Brescia a secco: manca il 50% delle riserve d'acqua
A conservare una buona parte delle sue riserve c’è solo il lago di Garda, ma c’è poco da esultare: tutto l’oro blu finisce nel Mincio e, quindi, a beneficiarne sono di fatto Mantova e Verona.
A noi resta il Sebino che, però, sta raschiando il fondo del barile: è al 5% della sua capacità di fornire acqua per irrigazione. Il 14 aprile 2021 il lago d’Iseo era a +23 cm sullo zero idrometrico, il 14 aprile di quest’anno segnava invece -10. Il che significa che se in un anno con precipitazioni e clima nella media (come è stato ad esempio il 2020), durante la stagione irrigua riesce a garantire acqua per circa 45 giorni, oggi arriva a stento a coprire il fabbisogno di due settimane.
E se a questo si aggiunge lo scarsissimo innevamento (siamo a meno di un terzo dei 2,5 miliardi di metri cubi che di solito si misurano in questa stagione), il conto è presto fatto: al momento, manca almeno il 50% delle riserve di acqua.
Insomma, siamo letteralmente al conto dell’ultima goccia, un grattacapo non da poco per agricoltura e Consorzi di bonifica, alle prese con il delicato equilibrio dei monitoraggi e delle misurazioni per utilizzare al meglio la risorsa più preziosa di sempre, centellinandola già nei giorni del debutto della stagione irrigua. Se da un lato però si lavora all’invasamento (con la chiusura di tutte le paratie proprio per centellinare l’acqua) per preservare il più possibile le riserve idriche, dall’altro i nostri due consorzi, quello dell’Oglio Mella e quello del Chiese, incocciano contro due incognite, oltre all’andamento del meteo ormai drogato da una crisi climatica sempre più evidente.La prima: il costo dell’energia nel caso in cui si vogliano attivare non solo i sistemi a naturale scorrimento ma quelli a pressione, conto che - rispetto agli anni passati - rischia di lievitare anche di venti volte. La seconda: a fronte dei dati, dei monitoraggi e degli investimenti che riguardano le reti gestite da Oglio Mella e da Chiese, nel Bresciano c’è un intero sistema di altre «reti» che sfugge dai radar, ovvero quello dei piccoli consorzi privati. Non stiamo parlando di numeri secondari: a Brescia ce ne sono oltre un centinaio ed è la provincia lombarda che ne conta di più. Basti pensare che Milano, Lodi e Pavia di Consorzio ne hanno uno solo.

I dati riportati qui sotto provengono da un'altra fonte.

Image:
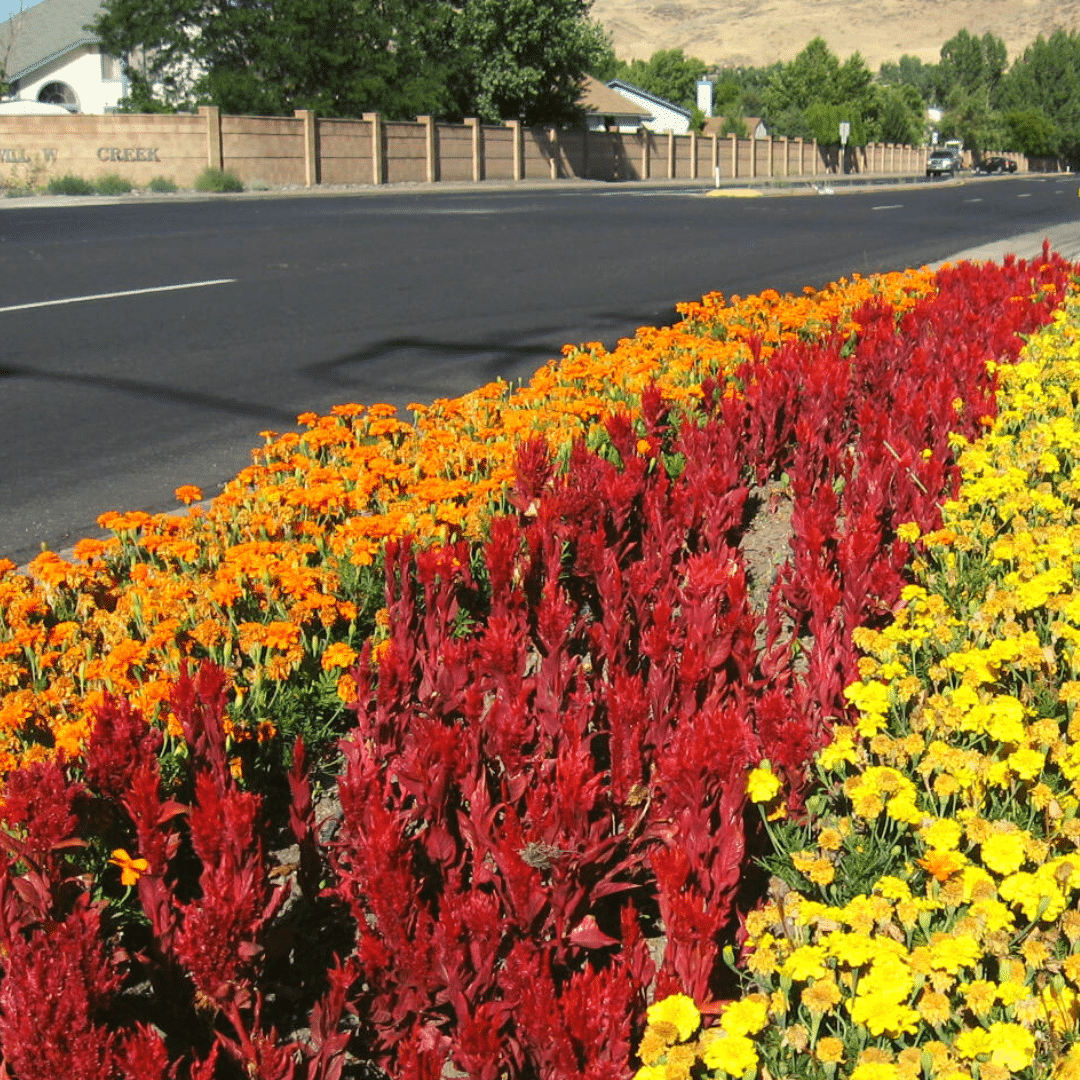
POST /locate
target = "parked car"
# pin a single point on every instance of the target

C’è, dunque, anche un problema di dispersione idrica in un momento di allarme siccità? Non proprio. Ma il rischio che non si abbia l’esatto quadro d’insieme della già poca acqua a disposizione - secondo il Consorzio Oglio Mella - sì, c’è. Qual è il fabbisogno medio della nostra provincia, dove l’agricoltura è un patrimonio non indifferente?
A calcolarlo è stato il report sulla stagione irrigua 2020 in Lombardia firmato da Anbi (l’Associazione regionale consorzi gestione e tutela del territorio e acque irrigue), che ha approfondito i principali temi che consentono di avere il quadro sull’uso dell’acqua in agricoltura. I
l verdetto: nel 2020, anno in linea in quanto a temperature e pioggia con l’andamento dal 2006 in avanti, nei due comprensori di bonifica gestiti dai Consorzi Oglio Mella e Chiese sono stati derivati 888 milioni di metri cubi di acqua dai corpi idrici superficiali (alias: fiumi e lago), mentre 14 milioni di metri cubi sono stati «risucchiati» dalla falda tramite i pozzi. Dato, quest’ultimo, che va moltiplicato almeno per cinque se si volesse fare una stima capace di racchiudere anche l’apporto dei consorzi privati.
La stagione irrigua è persa? Non è detto, siamo solo agli inizi: «La poca neve presente si scioglierà a breve, ma soprattutto - dicono gli esperti - bisogna sperare nelle precipitazioni da qui a settembre». Altrimenti? «Altrimenti si va incontro a un completo disastro».